Implement Chunker with chunker_version = "audio-segment-v1". Groups consecutive transcript segments into chunks that approach target_tokens while respecting speaker-turn boundaries (when present).
Why now / why this size
Per-medium chunker. Tiny but versioned — chunk_id depends on chunker_version so labeling matters.
policy_hash = blake3(canonical_json(policy)) truncated to 16 hex chars.
Behavior contract
Operates only on documents whose first block is Block::AudioRef with Some(transcript). Other documents → anyhow::Error("AudioSegmentV1Chunker only handles audio docs").
Iterate transcript.segments (already in chronological order):
Greedily group adjacent segments until estimated token budget approaches policy.target_tokens (bytes / 4 proxy on segment text).
Force a split when segment[i].speaker != segment[i-1].speaker (only if speaker info present), even if budget not met.
No overlap across chunks (audio chunk overlap is rarely useful for retrieval).
block_ids = [audio_ref_block.block_id] (always one block per chunk).
token_estimate = byte_len / 4.
Empty transcript (segments.is_empty()) → Vec::new() (no chunks).

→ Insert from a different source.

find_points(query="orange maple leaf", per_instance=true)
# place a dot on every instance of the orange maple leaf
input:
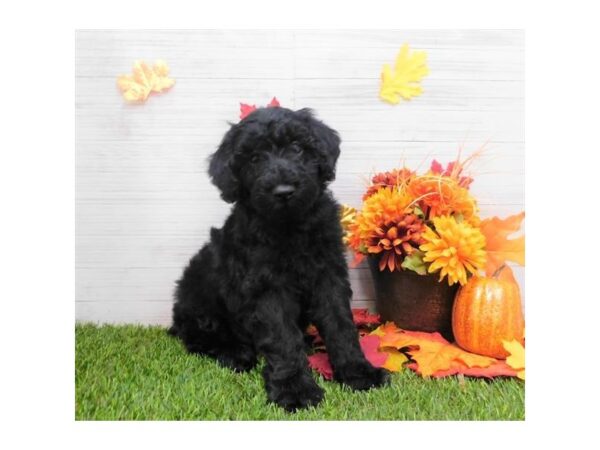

Speaker label for citation: if all segments in a chunk share a speaker, the chunk's Citation::Time { speaker: Some(...) } (constructed downstream by retrieval) preserves it. This task's responsibility ends at populating source_spans; retrieval-side citation construction reads transcript.segments from DB to attach speaker (or this chunker can serialize speaker into a small extension JSON in chunk.heading_path — chosen approach: leave the speaker propagation to the retriever, NOT the chunker, because including it in chunk_id would couple speakers into chunk_id).
Time-overlap chunks (intentionally not supported in v1).
Real tokenizer integration (P+ replaces byte proxy across all chunkers).
Risks / notes
Speaker boundary forcing can create very small chunks if speakers alternate fast (e.g., interview Q/A). Document a policy.min_segments_per_chunk knob (default 1) to optionally suppress force-splits below the floor — implementer's call to add a config knob if metric pressure demands.
Citation speaker inference at retrieval time needs DB lookup of transcript_segments (or a transcript_segments table — none exists yet). For v1, surface speaker info via the wire Citation::Time.speaker only when the retriever can confidently attach it; otherwise leave None. This task does not block on that decision.
Bumping chunker_version invalidates downstream embeddings; treat as a versioning event per §9.